Loudi administers one district, two county-level cities, and two counties. The information here presented uses data from 2010 national census.

As of the end of 2024 and the beginning of 2025, the permanent population will be 830,100.

Map
Louxing Shuangfeng County Xinhua County Lengshuijiang (city) Lianyuan (city)
| English name | Simplified | Traditional | Pinyin | Area | Population | Density |
| Louxing District | 娄星区 | 婁星區 | Lóuxīng Qū | 426 | 497,171 | 1,167 |
| Lengshuijiang City | 冷水江市 |  | Lěngshuǐjiāng Shì | 439 | 327,279 | 746 |
| Lianyuan City | 涟源市 | 漣源市 | Liányuán Shì | 1,895 | 995,712 | 525 |
| Shuangfeng County | 双峰县 | 雙峰縣 | Shuāngfēng Xiàn | 1,715 | 854,555 | 498 |
| Xinhua County | 新化县 | 新化縣 | Xīnhuà Xiàn | 3,642 | 1,110,910 | 305 |

==Government==

The current CPC Party Secretary of Loudi is Li Jianguo and the current mayor is Yang Yiwen.

== Notable places ==

=== Ziquejie Terrace ===
Located in Xinhua County, Ziquejie Terrace features, layers upon layers of terraces are mapped like waves on the hills upon the mountains.

=== Boyue Cave ===
Boyue Cave scenic spot is a comprehensive park with karst as its main composition.
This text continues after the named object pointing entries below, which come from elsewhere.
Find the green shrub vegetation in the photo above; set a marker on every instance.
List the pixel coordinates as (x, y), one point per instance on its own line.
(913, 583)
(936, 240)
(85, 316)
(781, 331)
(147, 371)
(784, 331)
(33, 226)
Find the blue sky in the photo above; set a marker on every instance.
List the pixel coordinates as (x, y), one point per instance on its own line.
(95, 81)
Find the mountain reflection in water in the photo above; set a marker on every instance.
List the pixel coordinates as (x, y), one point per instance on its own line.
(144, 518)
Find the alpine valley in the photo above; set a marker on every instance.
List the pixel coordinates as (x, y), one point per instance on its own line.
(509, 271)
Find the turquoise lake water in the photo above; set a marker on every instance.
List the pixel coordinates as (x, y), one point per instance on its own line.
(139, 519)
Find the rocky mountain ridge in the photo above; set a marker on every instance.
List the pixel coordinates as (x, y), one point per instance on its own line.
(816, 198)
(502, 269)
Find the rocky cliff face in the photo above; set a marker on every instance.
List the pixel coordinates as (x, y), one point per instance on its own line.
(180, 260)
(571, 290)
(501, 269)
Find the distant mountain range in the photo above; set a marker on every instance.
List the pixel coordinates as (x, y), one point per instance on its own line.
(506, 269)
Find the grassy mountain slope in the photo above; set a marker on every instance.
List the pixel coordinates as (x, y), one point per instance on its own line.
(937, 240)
It has an underground route of 1800 meters covering 40 thousand square meters.

=== Fairy Village ===
Fairy Villageis located in Wanbao Township, Loudi City, Hunan Province. With its magical, unique, beautiful and charming mountains, it was once known as the crown of the eight scenic spots in the hinterland of central Hunan.

=== The Eighteen Shengxian Caves ===
The Eighteen Shengxian Caves are located in Shuangjiang Township, about 27 kilometers away from the center of Loudi City, Hunan Province. The Eighteen Caves are headed by Shengxian Cave, Ziya Cave and Baiguo Cave.

== Economy ==
The city is heavily dependent on industry. In 2011, Loudi's GDP reached RMB 83.79 billion ($12.9 billion). In the first half of 2024, Loudi City's GDP was 100.218 billion yuan.
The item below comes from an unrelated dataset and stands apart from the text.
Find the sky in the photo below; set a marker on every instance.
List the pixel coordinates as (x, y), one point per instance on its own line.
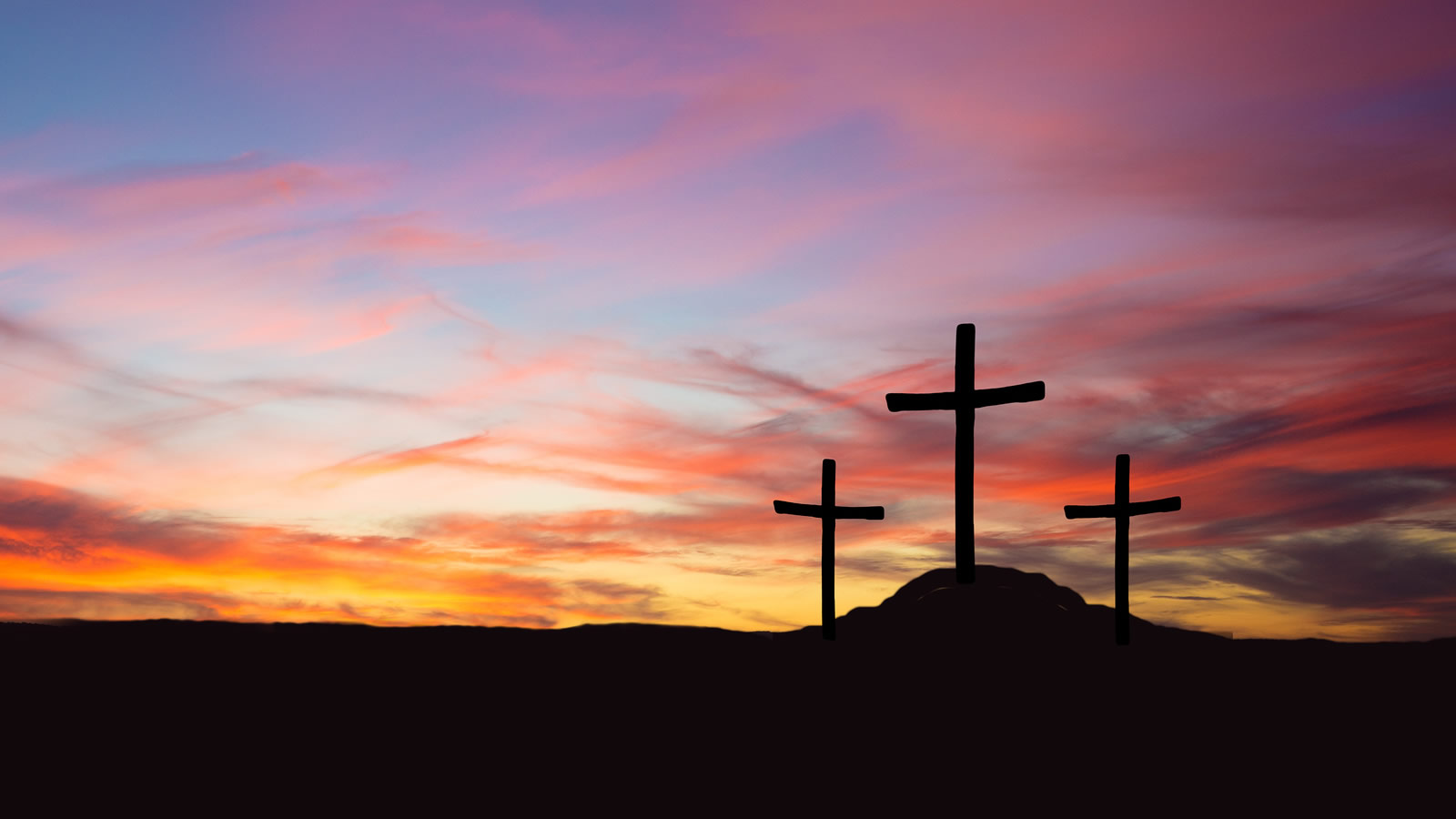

The biggest contributors come from the secondary industry where industry and construction amount to RMB 46.69 billion ($7.3billion USD), 55.75% of the city's GDP.

The city has rich natural resources. Coal mining, dressing, metallurgy, power production and supply, agricultural products processing, ceramics and construction materials are among the major industries of the city.